In An Immense World, Ed Yong coaxes us beyond the confines of our own senses, allowing us to perceive the skeins of scent, waves of electromagnetism, and pulses of pressure that surround us. We encounter beetles that are drawn to fires, turtles that can track the Earth’s magnetic fields, fish that fill rivers with electrical messages, and even humans who wield sonar like bats. We discover that a crocodile’s scaly face is as sensitive as a lover’s fingertips, that the eyes of a giant squid evolved to see sparkling whales, that plants thrum with the inaudible songs of courting bugs, and that even simple scallops have complex vision. We learn what bees see in flowers, what songbirds hear in their tunes, and what dogs smell on the street. We listen to stories of pivotal discoveries in the field, while looking ahead at the many mysteries that remain unsolved.
Funny, rigorous, and suffused with the joy of discovery, An Immense World takes us on what Marcel Proust called “the only true voyage...not to visit strange lands, but to possess other eyes.”
Back in 2018, award-winning science writer Ed Yong warned readers about the dangers an infectious disease outbreak would pose to public health in the United States. He had foreseen the country’s fragility in preparing and responding for an epidemic, from the chronic underfunding of healthcare and shortage of medical supplies to President Donald Trump’s inadequacies as a leader. When COVID-19 broke out in the United States in March 2020, Yong projected the repercussions if and when the virus become a national issue. Throughout 2020, he continued his exemplary reporting on the coronavirus pandemic, giving a full account of what went wrong, concluding that “almost everything that went wrong with America’s response to the pandemic was predictable and preventable.” Now, Yong discusses the pandemic’s impacts, resets expectations for the end of COVID-19, and maps out a path forward for the country.

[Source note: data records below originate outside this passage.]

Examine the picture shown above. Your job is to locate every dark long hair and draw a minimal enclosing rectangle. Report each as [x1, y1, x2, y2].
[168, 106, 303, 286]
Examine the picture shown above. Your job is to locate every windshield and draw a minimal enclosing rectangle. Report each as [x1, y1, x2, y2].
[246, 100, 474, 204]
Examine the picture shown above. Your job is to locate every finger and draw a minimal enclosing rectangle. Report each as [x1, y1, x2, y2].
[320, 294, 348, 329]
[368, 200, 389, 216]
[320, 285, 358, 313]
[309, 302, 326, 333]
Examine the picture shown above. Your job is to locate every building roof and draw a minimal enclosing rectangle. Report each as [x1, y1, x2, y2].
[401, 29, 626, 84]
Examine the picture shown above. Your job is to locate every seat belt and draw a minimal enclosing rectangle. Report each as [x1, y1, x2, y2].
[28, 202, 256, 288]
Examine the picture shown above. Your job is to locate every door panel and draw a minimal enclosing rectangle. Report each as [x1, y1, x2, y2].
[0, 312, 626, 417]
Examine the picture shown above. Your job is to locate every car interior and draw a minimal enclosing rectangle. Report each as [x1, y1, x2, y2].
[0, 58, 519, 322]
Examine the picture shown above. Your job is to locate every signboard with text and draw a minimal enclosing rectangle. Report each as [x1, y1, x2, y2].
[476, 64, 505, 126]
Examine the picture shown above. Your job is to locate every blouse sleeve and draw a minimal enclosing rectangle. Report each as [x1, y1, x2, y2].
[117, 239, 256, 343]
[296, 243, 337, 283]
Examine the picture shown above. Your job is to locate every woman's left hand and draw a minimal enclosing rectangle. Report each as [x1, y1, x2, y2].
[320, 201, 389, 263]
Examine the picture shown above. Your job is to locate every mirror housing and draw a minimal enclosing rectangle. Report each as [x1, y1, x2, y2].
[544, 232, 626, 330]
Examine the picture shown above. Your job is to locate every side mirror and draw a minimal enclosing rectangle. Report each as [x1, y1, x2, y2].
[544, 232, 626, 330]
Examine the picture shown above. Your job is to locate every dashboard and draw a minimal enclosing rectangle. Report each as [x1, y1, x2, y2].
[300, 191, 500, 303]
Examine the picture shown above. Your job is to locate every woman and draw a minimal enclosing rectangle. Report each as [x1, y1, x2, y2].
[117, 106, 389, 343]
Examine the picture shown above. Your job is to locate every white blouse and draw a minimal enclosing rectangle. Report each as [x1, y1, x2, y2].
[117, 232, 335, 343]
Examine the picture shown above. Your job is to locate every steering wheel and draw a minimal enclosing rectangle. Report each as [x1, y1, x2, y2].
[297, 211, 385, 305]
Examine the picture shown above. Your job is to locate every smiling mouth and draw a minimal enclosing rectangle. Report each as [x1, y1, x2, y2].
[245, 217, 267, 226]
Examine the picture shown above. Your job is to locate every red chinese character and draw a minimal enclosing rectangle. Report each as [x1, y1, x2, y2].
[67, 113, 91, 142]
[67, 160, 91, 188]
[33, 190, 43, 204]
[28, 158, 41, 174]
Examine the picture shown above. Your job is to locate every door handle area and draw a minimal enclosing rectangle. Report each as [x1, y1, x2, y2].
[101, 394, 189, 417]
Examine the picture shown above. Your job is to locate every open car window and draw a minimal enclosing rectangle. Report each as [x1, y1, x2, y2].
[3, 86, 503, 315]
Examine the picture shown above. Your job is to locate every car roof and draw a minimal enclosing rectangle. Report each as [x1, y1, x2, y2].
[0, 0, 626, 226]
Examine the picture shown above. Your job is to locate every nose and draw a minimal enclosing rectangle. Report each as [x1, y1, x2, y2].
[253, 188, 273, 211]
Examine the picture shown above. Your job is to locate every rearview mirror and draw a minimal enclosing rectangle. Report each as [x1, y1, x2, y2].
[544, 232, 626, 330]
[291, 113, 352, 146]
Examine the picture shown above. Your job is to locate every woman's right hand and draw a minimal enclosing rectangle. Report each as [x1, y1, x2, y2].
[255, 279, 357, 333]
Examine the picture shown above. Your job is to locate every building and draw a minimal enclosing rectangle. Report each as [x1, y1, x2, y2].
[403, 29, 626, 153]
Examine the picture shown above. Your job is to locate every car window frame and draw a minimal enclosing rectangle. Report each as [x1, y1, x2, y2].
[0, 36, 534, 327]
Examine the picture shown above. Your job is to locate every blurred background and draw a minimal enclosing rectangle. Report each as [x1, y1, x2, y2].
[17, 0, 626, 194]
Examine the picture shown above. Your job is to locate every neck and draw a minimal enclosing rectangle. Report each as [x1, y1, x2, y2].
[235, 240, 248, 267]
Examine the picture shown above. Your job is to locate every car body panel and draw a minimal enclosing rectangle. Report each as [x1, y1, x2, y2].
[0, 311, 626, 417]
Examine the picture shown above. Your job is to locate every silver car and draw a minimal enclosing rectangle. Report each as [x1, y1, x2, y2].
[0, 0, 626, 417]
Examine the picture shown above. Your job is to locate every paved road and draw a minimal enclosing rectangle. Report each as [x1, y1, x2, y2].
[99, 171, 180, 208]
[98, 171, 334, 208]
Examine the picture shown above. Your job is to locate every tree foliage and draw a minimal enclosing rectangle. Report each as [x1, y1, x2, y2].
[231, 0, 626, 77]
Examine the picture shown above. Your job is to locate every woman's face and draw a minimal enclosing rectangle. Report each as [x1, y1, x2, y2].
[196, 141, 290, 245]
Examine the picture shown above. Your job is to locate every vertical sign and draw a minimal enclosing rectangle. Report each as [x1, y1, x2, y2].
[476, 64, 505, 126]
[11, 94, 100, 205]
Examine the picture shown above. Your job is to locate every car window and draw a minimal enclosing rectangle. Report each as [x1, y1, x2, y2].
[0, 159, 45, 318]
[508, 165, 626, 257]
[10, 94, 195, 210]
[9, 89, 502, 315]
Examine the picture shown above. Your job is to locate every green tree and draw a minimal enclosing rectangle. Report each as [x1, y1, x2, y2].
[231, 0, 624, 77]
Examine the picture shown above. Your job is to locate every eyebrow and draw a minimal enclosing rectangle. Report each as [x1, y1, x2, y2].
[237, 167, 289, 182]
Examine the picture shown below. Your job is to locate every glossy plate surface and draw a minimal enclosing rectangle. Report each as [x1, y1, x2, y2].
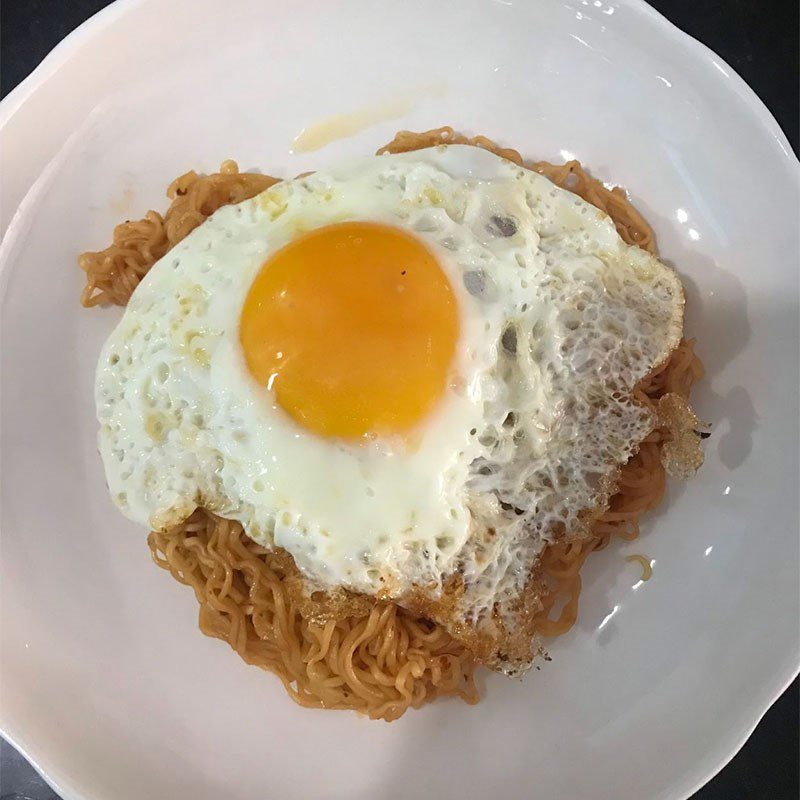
[0, 0, 800, 800]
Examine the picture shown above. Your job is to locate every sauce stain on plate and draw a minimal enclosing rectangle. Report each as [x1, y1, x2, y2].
[291, 85, 447, 153]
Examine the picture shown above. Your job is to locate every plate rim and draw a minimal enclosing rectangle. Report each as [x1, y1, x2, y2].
[0, 0, 800, 800]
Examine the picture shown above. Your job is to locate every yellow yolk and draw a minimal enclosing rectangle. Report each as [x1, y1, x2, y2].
[240, 222, 459, 438]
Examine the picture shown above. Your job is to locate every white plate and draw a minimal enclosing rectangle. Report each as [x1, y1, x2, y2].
[0, 0, 800, 800]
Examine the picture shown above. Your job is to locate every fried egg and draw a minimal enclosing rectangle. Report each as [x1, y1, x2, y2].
[96, 145, 683, 624]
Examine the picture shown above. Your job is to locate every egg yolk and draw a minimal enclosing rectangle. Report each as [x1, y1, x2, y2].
[240, 222, 459, 438]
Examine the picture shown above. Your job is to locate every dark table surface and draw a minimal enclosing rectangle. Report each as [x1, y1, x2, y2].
[0, 0, 800, 800]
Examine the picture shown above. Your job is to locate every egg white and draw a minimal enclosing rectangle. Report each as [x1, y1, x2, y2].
[96, 146, 682, 618]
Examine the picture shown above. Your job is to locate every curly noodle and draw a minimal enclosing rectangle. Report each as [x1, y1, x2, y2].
[79, 127, 703, 720]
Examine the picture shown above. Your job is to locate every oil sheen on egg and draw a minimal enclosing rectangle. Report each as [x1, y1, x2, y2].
[96, 146, 683, 619]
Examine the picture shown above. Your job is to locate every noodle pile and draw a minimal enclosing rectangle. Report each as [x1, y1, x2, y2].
[79, 128, 703, 720]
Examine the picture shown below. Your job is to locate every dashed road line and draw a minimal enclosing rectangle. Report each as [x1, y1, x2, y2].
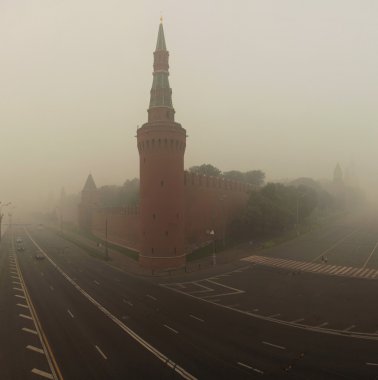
[21, 327, 38, 335]
[238, 362, 264, 375]
[262, 341, 286, 350]
[268, 313, 281, 318]
[16, 303, 29, 309]
[26, 344, 45, 354]
[362, 242, 378, 268]
[18, 314, 33, 321]
[316, 322, 328, 327]
[122, 299, 133, 306]
[343, 325, 356, 331]
[95, 346, 108, 360]
[163, 325, 178, 334]
[31, 368, 54, 380]
[189, 314, 205, 322]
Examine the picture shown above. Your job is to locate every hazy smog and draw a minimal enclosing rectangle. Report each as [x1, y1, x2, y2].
[0, 0, 378, 204]
[0, 0, 378, 380]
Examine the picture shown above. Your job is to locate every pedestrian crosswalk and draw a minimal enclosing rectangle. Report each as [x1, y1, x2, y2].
[242, 255, 378, 279]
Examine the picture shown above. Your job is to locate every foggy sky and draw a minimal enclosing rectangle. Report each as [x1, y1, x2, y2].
[0, 0, 378, 208]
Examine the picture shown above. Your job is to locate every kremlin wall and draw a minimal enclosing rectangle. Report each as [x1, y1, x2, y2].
[79, 24, 251, 269]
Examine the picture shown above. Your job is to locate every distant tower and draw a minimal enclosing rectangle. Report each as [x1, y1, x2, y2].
[137, 23, 186, 269]
[79, 174, 99, 231]
[333, 163, 343, 185]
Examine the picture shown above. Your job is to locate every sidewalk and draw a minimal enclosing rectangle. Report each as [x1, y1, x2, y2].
[49, 225, 151, 276]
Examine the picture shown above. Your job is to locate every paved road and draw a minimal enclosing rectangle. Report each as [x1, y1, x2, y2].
[0, 212, 378, 379]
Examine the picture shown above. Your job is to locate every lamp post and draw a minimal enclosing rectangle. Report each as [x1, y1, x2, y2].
[297, 194, 304, 235]
[105, 215, 109, 261]
[93, 202, 109, 261]
[0, 201, 12, 242]
[209, 230, 217, 267]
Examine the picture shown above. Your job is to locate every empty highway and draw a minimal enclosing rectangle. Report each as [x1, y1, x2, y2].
[0, 211, 378, 379]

For his exemplary coverage of the pandemic, Ed Yong has also won the George Polk Award for science reporting; the Victor Cohn Prize for medical-science reporting; the Neil and Susan Sheehan Award for investigative journalism; the John P. McGovern Award from the American Medical Writers Association; and the AAAS Kavli Science Journalism Award for in-depth reporting.
Ed Yong is also passionate about other areas in science. He is the best-selling author of I Contain Multitudes: The Microbes Within Us, a groundbreaking, informative, and entertaining examination of the relationship between animals and microbes. His second book, An Immense World, takes a comprehensive look at the fascinating sensory worlds of animals. A New York Times bestseller, An Immense World is longlisted for the PEN America 2023 Literary Award and has made many Best Books of the Year lists. A longtime science reporter for The Atlantic, his work has also appeared in National Geographic, the New Yorker, Wired, Nature, New Scientist, and Scientific American, among others.